新嘗祭に新米を奉納する全国の篤農家【熊野孝文・米マーケット情報】2020年12月1日
「コメを神棚から卸せ」と言い続けていた農業雑誌の編集長がいた。奉納することを止めろと言っていたわけではなく、一般の商品のようにすべきだと言いたかっただけなのだが神主さんから怒られたそうである。コメは日本列島に住み着いた人間を養って来ただけでなく文化も育んだのだから神棚から卸すわけにはいかない。神社の公式行事新嘗祭に食味コンクール等で金賞を受賞した生産者ばかりが奉納する神社が品川にあるというので行ってみた。
篤農家が奉納した新米と紹介パンフレット
その神社は東京都品川区にある戸越八幡神社で、御祭神は応神天皇で創立から間もなく500年を迎える。新嘗祭は神社の公式行事で11月23日の午前10時前に現地に赴くと御囃子が鳴り響いている。事前の連絡でコロナ禍の拡大で全国から訪れる予定だった篤農家もほとんどが来れなくなり、行事も規模を縮小して行うことになったとのことであったが、早くから参拝に訪れる人や本殿周辺に物販する店も出ており、祭りの賑やかさを感じられた。
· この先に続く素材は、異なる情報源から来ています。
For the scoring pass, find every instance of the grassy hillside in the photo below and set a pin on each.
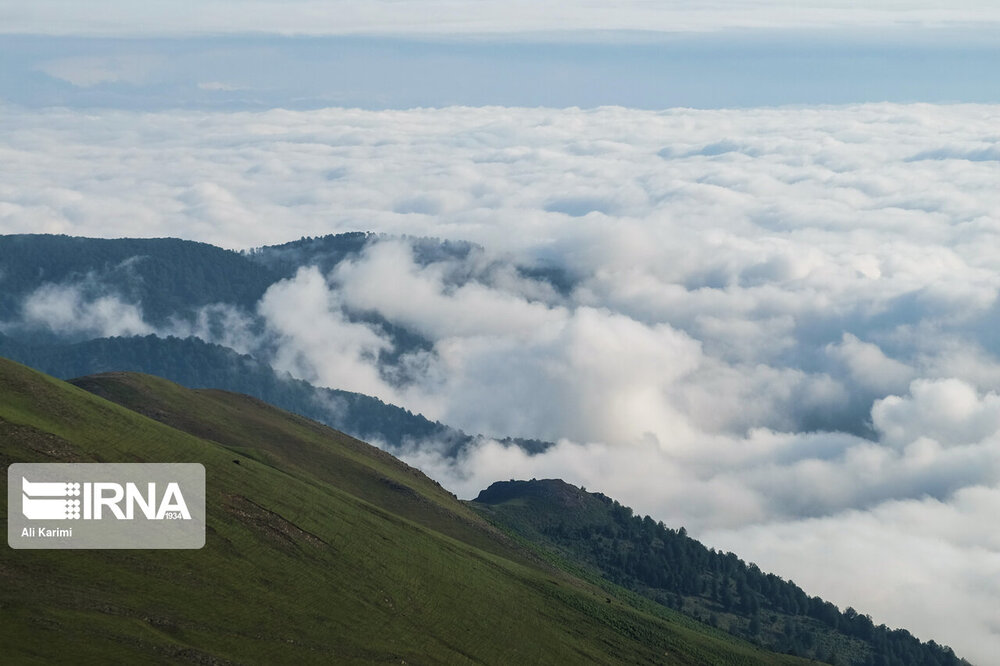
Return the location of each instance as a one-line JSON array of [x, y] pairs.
[[596, 536], [320, 549]]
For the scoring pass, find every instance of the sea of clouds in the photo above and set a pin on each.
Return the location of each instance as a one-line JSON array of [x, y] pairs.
[[777, 327]]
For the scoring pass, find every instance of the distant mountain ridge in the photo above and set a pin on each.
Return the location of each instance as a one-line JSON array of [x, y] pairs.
[[194, 363], [319, 549], [169, 279], [598, 534]]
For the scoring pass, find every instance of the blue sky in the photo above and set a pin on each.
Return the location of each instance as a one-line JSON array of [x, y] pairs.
[[784, 335], [378, 54], [644, 70]]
出店の中に神社の朱印が押された2合程度の精米袋が並べられていたところがあった。精米袋には「特別ご祈祷米 令和2年新嘗祭」と大書された横に「美味しい新米が今年も収穫できたことに感謝を捧げる1年に一度の大切な神事でございます。皆様のご健康と弥栄を願い御神前にてご祈祷申し上げます」と記されており、産地・品種・生産者名まで1袋1袋に印字されている。当日、参拝に訪れた人に配るために用意されたものだが、中身は名だたる篤農家が生産したコメであるだけでなく、精米にもこだわっており、古式精米という精米圧力を自在に変えられる精米機で、そのコメの良さを引き出すことを最大限心掛けた精米方法で精米している。
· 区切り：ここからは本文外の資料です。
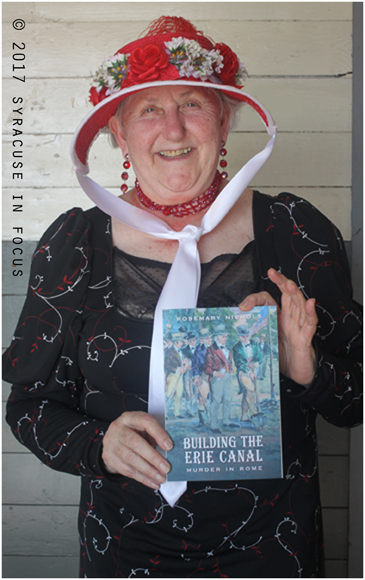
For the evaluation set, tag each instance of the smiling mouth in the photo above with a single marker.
(175, 154)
袋詰め作業は、神社内の事務所に梱包器具を持込み一袋ずつ手作業で2500袋を作ったという。それだけではなく、奉納した26名の生産者が栽培している銘柄名や受賞歴を顔写真入りで紹介したカラー刷りの冊子まで作成し、奉納米と一緒に参拝者に配布した。
こうした一連の新米奉納式典を裏方からサポートしているのはNPO法人一次産業応援団や食味コンクールに出品する生産者を支援している人たちで、この事業に取り組み始めたのは4年前。減り続けるコメの需要量を深刻な事態と捉え「八百万の神々が宿る日本の食と農のプロジェクト」を立ち上げ、一人でも二人でもお米好きの人を増やしたいという思いから、戸越八幡神社の新嘗祭で新米を奉納するイベントを行うことになったという。
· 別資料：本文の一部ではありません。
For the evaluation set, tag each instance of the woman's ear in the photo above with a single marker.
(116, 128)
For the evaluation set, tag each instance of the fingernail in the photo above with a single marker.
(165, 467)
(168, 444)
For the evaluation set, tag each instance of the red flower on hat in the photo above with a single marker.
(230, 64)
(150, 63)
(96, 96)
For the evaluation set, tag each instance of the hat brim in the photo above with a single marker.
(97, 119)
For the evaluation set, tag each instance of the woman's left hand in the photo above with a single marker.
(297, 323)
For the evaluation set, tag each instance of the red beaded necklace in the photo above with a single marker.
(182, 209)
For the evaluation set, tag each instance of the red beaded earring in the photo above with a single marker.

プロジェクトは奉納式典だけではなく、美味しいコメを作る生産者の技術伝承やコメの炊き方教室開催など様々な取組みを行っている。生産者の技術伝承では、子供たちに農と食への理解を深めてもらうために千葉県や新潟魚沼で農泊体験してもらい田植えや稲刈りを行っている。田植え、稲刈り体験は日本最古の大学と言われる飯高寺境内の神田でも今年行っており、戸越八幡神社の宮司や巫女も現地に赴き豊作祈願する。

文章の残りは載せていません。